In the moderate to severe form, there are more fractures; short height; deformed spine; and breathing problems, which can be life-threatening, and children can be born with broken bones. In the most severe form, babies die in the uterus or soon after birth because of extensive bone fractures and breathing problems.
Diagnosis of Osteogenesis Imperfecta
The disease can be easily diagnosed with a history and physical examination. Laboratory blood and urine tests are needed to rule out other similar conditions, such as rickets. DNA blood testing is used for confirmation and can identify faulty genes with an accuracy of 90%. Collagen analysis can also be done, but a negative result is not sufficient to rule out osteogenesis imperfecta. Prenatal chorionic villus sampling and ultrasonography are useful diagnostic tests.
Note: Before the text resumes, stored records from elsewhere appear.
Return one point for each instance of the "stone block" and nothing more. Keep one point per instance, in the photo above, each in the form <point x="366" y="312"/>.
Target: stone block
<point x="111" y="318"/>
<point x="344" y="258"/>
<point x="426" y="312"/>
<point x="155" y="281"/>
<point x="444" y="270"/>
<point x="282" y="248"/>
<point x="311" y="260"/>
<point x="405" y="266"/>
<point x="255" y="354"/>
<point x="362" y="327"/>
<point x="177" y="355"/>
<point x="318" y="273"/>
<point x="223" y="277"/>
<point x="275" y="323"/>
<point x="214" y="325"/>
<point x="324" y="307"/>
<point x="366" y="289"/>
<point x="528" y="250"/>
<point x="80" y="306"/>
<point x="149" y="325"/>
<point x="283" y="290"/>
Plain X-ray imaging can show fracture lines in the bones. DEXA (dual-energy X-ray absorptiometry) scans can be performed to predict the risk of future fractures. A bone biopsy can be done to study histologic changes, but this not routinely performed for osteogenesis imperfecta.
Management of Osteogenesis Imperfecta
There is no definitive cure for the disease. Treatment is targeted at improving disease symptomatology: pain relief, prevention of bone breakage, mobility improvement, and breathing assistance. The disease demands life-long treatment and proper monitoring. Various treatment options used for osteogenesis imperfecta include the following:
- Casts and splints for broken bones
- Braces for legs, knees, wrists, and ankles
- Physical therapy
- Implantation of rods in legs or arms
- Dental work-up
- Hearing aids
- Crowns for brittle teeth
- Mobility aids such as crutches, canes, wheelchairs, and walkers
- Supplemental oxygen for breathing problems
- Controlled weight, as excess weight can put extra stress on bones
- Safe exercises to improve muscle and bone strength
- Diet rich in calcium and vitamin D is recommended
- Supplements can be prescribed
- Avoidance of alcohol and caffeine
- Steroids should not be used without serious cause because they reduce the bone density
- Avoidance of active or passive inhalation of cigarette smoke
Bisphosphonates are given to improve bone density. This is helpful in moderate to severe osteogenesis imperfecta. Teriparatide, which is a recombinant form of parathyroid hormone, is also administered. Growth hormone replacement therapy and gene manipulation therapy is in the research phase.
Surgery is needed to repair broken bones. More specifically, it is used to correct bone deformities, stabilize the spine, and repair the tiny middle ear bones to improve hearing. Rods are also placed to stabilize long bones and prevent fractures.